Kotlin / kotlin-spark-api

This projects gives Kotlin bindings and several extensions for Apache Spark. We are looking to have this as a part of Apache Spark 3.x
Apache License 2.0
459 stars 35 forks source link

Tuple encoding (but also help needed) #79

Closed Jolanrensen closed 3 years ago

Jolanrensen commented 3 years ago

This adds the ability to encode all tuples of length 2 until 5 (as provided by the spark encoder functions) using the encoder<T>() method. This means you can now create and use

val dataset = dsOf(
    Tuple2("a", Tuple3("a", 1, SomeDataClass(1.0, 1.0))),
    Tuple2("b", Tuple3("b", 2, SomeDataClass(1.0, 2.0))),
)

and it will work correctly (Test is included).

What does not yet work and what I will need help for is providing the schema for tuples and other Product types. That would make

val dataset = dsOf(
    SomeDataClass(Tuple2("a", 1)),
    SomeDataClass(Tuple2("b", 4)),
)

possible as well. I did try to create a DataType for it (at the TODO in ApiV1.kt) and wrote a test for it, but due to my inexperience with the wrappers and Scala, I'm not able to get it to work currently. Any help would be welcome!

Of course, merging the first and skipping the second for now is also an option.

Jolanrensen commented 3 years ago

So what I'm trying to make possible is:

val dataset: Dataset<List<Tuple2<String, Int>>> = dsOf(
    listOf(
        Tuple2("a", 1),
        Tuple2("b", 4),
    )
)

This yields some strange errors when creating a DataType for the Tuples.
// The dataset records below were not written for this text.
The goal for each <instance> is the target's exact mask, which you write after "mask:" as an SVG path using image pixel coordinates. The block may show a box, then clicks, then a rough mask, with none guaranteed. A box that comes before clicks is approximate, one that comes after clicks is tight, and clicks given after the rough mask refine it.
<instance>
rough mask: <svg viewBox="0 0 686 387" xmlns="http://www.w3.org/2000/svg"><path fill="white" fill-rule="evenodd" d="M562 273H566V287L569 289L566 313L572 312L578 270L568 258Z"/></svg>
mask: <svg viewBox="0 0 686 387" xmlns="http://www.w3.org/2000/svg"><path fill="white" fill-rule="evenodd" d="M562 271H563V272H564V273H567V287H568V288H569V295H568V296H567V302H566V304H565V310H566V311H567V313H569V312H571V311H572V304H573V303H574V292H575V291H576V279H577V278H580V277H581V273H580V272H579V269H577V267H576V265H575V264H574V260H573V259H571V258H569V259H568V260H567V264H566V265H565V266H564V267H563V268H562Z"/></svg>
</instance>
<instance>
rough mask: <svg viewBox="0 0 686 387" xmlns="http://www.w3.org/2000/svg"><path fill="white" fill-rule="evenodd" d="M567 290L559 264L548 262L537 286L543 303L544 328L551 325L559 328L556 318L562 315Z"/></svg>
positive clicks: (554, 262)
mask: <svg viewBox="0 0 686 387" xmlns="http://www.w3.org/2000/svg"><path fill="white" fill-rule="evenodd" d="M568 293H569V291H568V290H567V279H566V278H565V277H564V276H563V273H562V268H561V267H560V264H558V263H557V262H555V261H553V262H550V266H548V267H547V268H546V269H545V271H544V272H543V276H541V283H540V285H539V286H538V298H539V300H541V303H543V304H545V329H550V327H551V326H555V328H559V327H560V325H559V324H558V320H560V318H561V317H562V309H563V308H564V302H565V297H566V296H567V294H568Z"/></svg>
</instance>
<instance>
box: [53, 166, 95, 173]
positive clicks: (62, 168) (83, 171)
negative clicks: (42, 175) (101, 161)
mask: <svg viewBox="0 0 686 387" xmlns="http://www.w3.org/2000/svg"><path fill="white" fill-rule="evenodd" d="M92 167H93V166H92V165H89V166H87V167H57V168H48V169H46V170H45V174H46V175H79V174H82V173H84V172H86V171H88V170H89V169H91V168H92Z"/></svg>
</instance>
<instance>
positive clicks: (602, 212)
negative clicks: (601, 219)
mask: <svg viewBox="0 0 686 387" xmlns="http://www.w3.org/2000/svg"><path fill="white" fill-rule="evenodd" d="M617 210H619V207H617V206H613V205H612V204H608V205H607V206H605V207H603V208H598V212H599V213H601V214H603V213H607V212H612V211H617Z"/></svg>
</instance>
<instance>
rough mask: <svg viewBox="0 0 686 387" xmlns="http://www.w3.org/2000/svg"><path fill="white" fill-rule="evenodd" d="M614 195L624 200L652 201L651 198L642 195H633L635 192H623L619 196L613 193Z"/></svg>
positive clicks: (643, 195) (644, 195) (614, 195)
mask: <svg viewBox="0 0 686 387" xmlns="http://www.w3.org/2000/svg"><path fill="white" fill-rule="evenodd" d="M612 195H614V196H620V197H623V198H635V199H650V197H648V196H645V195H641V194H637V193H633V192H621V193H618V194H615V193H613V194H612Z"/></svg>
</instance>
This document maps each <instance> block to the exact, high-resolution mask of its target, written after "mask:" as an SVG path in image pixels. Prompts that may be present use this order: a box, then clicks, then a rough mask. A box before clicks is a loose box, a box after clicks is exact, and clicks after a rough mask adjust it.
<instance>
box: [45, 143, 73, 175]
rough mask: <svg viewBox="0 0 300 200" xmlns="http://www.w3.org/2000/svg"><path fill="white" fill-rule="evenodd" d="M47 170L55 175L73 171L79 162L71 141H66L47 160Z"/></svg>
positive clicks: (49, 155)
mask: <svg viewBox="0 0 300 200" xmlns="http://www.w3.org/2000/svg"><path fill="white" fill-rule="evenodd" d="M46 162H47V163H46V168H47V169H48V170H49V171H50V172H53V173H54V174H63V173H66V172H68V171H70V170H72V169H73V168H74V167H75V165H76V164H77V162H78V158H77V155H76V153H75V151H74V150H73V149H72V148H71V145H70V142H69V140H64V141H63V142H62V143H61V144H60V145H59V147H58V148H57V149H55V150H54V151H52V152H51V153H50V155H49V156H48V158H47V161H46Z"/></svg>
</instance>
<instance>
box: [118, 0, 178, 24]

I looked at the example of creating a DataType from a data class, but apparently creating

val dataset: Dataset<List<SomeDataClass>> = dsOf(
    listOf(
        SomeDataClass(),
        SomeDataClass(),
    )
)

is not possible either...

asm0dey commented 3 years ago

We already have it implemented here: https://github.com/JetBrains/kotlin-spark-api/blob/master/kotlin-spark-api/common/src/main/kotlin/org/jetbrains/kotlinx/spark/api/VarArities.kt

Jolanrensen commented 3 years ago

We already have it implemented here: https://github.com/JetBrains/kotlin-spark-api/blob/master/kotlin-spark-api/common/src/main/kotlin/org/jetbrains/kotlinx/spark/api/VarArities.kt

Well, but if your project uses Scala Tuples, which is very common, then the Kotlin Spark API cannot encode them. You'd first need to convert them to those VarArities and back. Not only that, but the Spark API itself often returns Tuples, like the joinWith() method.